Itamaraty nega que protestos contra Ahmadinejad, que nega Holocausto e prega destruição de Israel, tenham levado a desistência

Segundo iranianos, novos desdobramentos na corrida para as eleições de junho impossibilitam mandatário de deixar Irã neste momento

SAMY ADGHIRNI
ENVIADO ESPECIAL A BRASÍLIA

Em meio a informações desencontradas divulgadas ao longo do dia, o governo iraniano cancelou ontem a visita que o presidente Mahmoud Ahmadinejad faria nesta semana à América do Sul começando por Brasília, amanhã.
Não foi dada nenhuma explicação à decisão que Brasil e Irã chamam de "adiamento" para uma data posterior à eleição presidencial iraniana, em 12 de junho, na qual o linha-dura Ahmadinejad tentará se manter no cargo.
O anúncio foi feito no fim da tarde pelo Itamaraty, encerrando uma cacofonia iniciada na madrugada, quando o embaixador iraniano em Brasília, Mohsen Shaterzadeh, recebeu telefonema de Teerã comunicando o cancelamento da visita.
O diplomata em seguida convocou funcionários da representação para passar a notícia, que já estava estampada no site da agência oficial de notícias iraniana Irna.
Mas, num caso raro de descompasso entre mídia oficial e órgãos de governo, a Embaixada do Irã em Brasília contrariou a Irna e informou a vários veículos de imprensa que a visita estava mantida.
"Continua o que estava inicialmente previsto, e seguimos com os preparativos da visita", disse um porta-voz da representação. O Itamaraty afirma só ter sido informado do cancelamento às 16h de ontem, quando o embaixador Shaterzadeh foi pessoalmente ao ministério comunicar mensagem oral de Ahmadinejad.
No texto lido ontem a jornalistas pelo embaixador Roberto Jaguaribe, subsecretário-geral de Assuntos Políticos do Ministério das Relações Exteriores, o iraniano chama o presidente Luiz Inácio Lula da Silva de "amigo" e pede que o brasileiro "aceite o adiamento da visita (...) para depois da eleição".

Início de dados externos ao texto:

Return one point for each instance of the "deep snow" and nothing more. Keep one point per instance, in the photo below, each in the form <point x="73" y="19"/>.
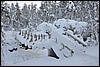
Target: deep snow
<point x="83" y="56"/>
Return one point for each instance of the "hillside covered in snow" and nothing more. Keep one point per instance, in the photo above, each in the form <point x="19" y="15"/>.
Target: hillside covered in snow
<point x="49" y="36"/>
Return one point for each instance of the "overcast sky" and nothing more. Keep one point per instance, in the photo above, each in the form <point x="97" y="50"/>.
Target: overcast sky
<point x="21" y="3"/>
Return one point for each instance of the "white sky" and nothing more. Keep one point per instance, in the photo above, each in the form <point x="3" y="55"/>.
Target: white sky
<point x="21" y="3"/>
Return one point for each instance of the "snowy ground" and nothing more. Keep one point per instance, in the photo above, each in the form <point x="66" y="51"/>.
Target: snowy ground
<point x="89" y="58"/>
<point x="38" y="57"/>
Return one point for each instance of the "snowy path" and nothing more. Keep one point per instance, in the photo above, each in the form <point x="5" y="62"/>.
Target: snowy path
<point x="79" y="59"/>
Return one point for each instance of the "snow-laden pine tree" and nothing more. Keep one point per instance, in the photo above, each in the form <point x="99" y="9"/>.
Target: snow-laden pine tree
<point x="25" y="16"/>
<point x="17" y="21"/>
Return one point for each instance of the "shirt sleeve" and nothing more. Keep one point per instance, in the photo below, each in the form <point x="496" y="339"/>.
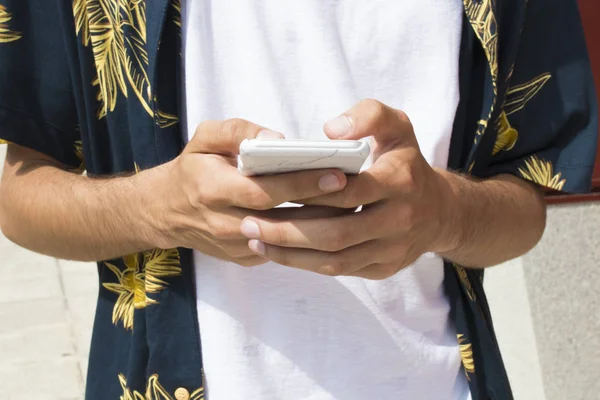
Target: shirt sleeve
<point x="37" y="106"/>
<point x="548" y="130"/>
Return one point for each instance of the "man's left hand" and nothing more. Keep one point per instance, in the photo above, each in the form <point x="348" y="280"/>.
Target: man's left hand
<point x="405" y="207"/>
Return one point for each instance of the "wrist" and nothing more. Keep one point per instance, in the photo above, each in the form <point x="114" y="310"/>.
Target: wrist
<point x="452" y="230"/>
<point x="152" y="187"/>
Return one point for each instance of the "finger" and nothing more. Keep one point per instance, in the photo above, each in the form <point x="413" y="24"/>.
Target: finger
<point x="305" y="212"/>
<point x="225" y="137"/>
<point x="377" y="272"/>
<point x="324" y="234"/>
<point x="250" y="261"/>
<point x="332" y="264"/>
<point x="371" y="118"/>
<point x="370" y="186"/>
<point x="267" y="192"/>
<point x="221" y="185"/>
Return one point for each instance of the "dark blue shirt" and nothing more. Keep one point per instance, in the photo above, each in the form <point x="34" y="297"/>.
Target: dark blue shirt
<point x="96" y="85"/>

Jaguaribe disse que o embaixador ficou insatisfeito com a "cobertura negativa feita pela imprensa brasileira", mas negou que a decisão de Teerã tivesse sido tomada em função da onda de protestos em São Paulo, Rio e Brasília contra a visita de Ahmadinejad, que questiona o Holocausto e defende varrer Israel do mapa.
O rabino Henry Sobel, que participou dos protestos contra a visita, disse ontem à Folha que "a comunidade judaica do Brasil ficou muito satisfeita com o cancelamento da viagem, porque Ahmadinejad insultou todos os judeus negando o Holocausto, promovendo a prevalência do preconceito sobre a verdade histórica".

Questões internas
A razão para a mudança de planos de Ahmadinejad está no cenário doméstico, segundo disse à Folha um alto funcionário do gabinete iraniano que estava em Brasília ultimando os preparativos.

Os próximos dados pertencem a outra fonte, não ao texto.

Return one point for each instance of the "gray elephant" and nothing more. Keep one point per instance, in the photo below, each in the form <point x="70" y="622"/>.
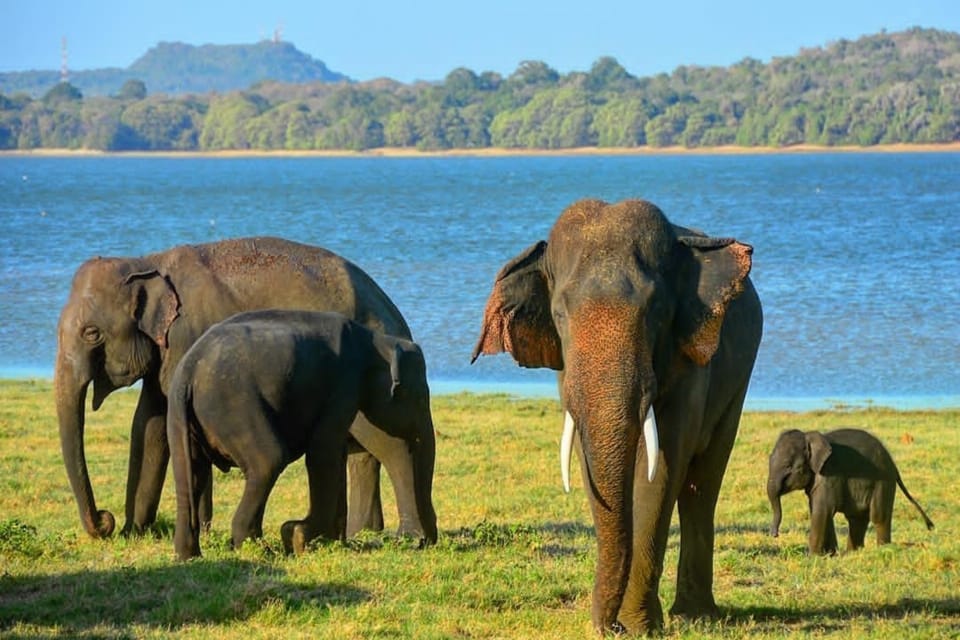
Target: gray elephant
<point x="654" y="329"/>
<point x="130" y="319"/>
<point x="846" y="471"/>
<point x="262" y="388"/>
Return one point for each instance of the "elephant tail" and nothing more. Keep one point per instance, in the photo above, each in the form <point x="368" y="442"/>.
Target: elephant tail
<point x="903" y="488"/>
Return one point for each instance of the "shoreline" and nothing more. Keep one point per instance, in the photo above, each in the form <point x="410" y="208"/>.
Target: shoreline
<point x="494" y="152"/>
<point x="753" y="404"/>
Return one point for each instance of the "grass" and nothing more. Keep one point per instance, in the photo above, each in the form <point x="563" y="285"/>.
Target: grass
<point x="515" y="558"/>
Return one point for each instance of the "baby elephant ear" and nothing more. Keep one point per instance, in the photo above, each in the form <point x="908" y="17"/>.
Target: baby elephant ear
<point x="156" y="304"/>
<point x="715" y="276"/>
<point x="819" y="450"/>
<point x="517" y="317"/>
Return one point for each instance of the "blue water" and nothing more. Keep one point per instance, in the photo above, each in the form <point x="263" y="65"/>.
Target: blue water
<point x="857" y="256"/>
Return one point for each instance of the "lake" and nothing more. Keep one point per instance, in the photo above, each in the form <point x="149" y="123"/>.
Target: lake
<point x="857" y="255"/>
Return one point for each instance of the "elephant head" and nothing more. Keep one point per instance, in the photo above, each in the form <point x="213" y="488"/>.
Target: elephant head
<point x="111" y="331"/>
<point x="794" y="462"/>
<point x="623" y="303"/>
<point x="396" y="399"/>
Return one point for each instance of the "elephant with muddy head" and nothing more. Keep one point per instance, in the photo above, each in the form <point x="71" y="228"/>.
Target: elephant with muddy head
<point x="130" y="319"/>
<point x="654" y="329"/>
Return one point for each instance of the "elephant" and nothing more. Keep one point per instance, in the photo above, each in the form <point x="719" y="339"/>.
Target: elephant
<point x="263" y="388"/>
<point x="130" y="319"/>
<point x="653" y="328"/>
<point x="847" y="471"/>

Segundo ele, Ahmadinejad enfrenta um cenário político interno cada vez mais complicado a cinco semanas da eleição e não pode se dar ao luxo de fazer uma viagem tão longa devido aos últimos desdobramentos da campanha.
O cancelamento da visita coincidiu com dois fatos internos que abalam a candidatura de Ahmadinejad à reeleição.

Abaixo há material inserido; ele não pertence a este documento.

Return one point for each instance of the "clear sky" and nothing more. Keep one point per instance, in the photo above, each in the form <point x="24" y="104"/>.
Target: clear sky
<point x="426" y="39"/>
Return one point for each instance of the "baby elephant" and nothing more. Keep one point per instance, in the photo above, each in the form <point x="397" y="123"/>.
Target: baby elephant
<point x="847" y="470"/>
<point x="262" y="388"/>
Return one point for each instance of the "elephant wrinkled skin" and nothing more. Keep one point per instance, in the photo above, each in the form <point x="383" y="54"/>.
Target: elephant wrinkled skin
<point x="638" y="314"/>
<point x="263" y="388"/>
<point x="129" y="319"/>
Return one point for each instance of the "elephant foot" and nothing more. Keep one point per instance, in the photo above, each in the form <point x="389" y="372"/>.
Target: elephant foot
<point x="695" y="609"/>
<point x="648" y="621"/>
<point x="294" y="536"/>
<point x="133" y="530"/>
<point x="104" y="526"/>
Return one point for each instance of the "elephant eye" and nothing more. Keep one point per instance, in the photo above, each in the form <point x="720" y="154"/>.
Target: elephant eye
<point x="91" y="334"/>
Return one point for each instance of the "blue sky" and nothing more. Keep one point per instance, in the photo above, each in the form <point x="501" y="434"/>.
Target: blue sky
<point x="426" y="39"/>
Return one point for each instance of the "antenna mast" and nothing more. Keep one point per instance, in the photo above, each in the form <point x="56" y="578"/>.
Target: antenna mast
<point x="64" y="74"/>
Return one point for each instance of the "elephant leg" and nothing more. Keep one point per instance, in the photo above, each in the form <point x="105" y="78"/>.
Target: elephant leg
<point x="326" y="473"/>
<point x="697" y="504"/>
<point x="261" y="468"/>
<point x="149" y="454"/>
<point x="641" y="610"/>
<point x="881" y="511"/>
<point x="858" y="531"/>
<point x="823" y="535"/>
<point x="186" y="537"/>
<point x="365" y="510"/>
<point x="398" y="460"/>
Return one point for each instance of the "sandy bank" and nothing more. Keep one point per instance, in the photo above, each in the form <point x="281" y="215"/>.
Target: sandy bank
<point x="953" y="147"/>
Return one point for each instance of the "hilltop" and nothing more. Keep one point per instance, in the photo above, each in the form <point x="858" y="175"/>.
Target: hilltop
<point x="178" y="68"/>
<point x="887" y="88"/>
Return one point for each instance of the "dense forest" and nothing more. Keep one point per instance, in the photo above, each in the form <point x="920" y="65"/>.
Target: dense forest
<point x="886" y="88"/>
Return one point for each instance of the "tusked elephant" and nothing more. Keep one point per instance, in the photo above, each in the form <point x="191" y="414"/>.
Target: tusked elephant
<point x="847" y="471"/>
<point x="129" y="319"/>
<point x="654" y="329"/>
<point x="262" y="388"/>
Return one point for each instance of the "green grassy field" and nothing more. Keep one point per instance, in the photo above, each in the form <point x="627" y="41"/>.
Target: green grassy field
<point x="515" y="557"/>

Até então único candidato conservador, o presidente agora tem um rival nas fileiras radicais: Mohsen Rezei, chefe da poderosa Guarda Revolucionária entre 1981 e 1997. Em suas primeiras declarações como candidato, o radical Rezei acusou anteontem Ahmadinejad de ter implementado uma política econômica que está levando o Irã "ao precipício".
Outro motivo de preocupação para o presidente é um atrito com o homem mais poderoso do Irã, o líder supremo religioso Ali Khamenei, que até então vinha sinalizando apoio à candidatura de Ahmadinejad.
Ontem, o aiatolá repreendeu publicamente o presidente pela decisão de demitir Mostafa Khaksar Qahroudi, chefe da organização da peregrinação a Meca, órgão chamado de Hajj. A organização do Hajj está sob comando de Khamenei, que reverteu imediatamente a demissão de Qahroudi.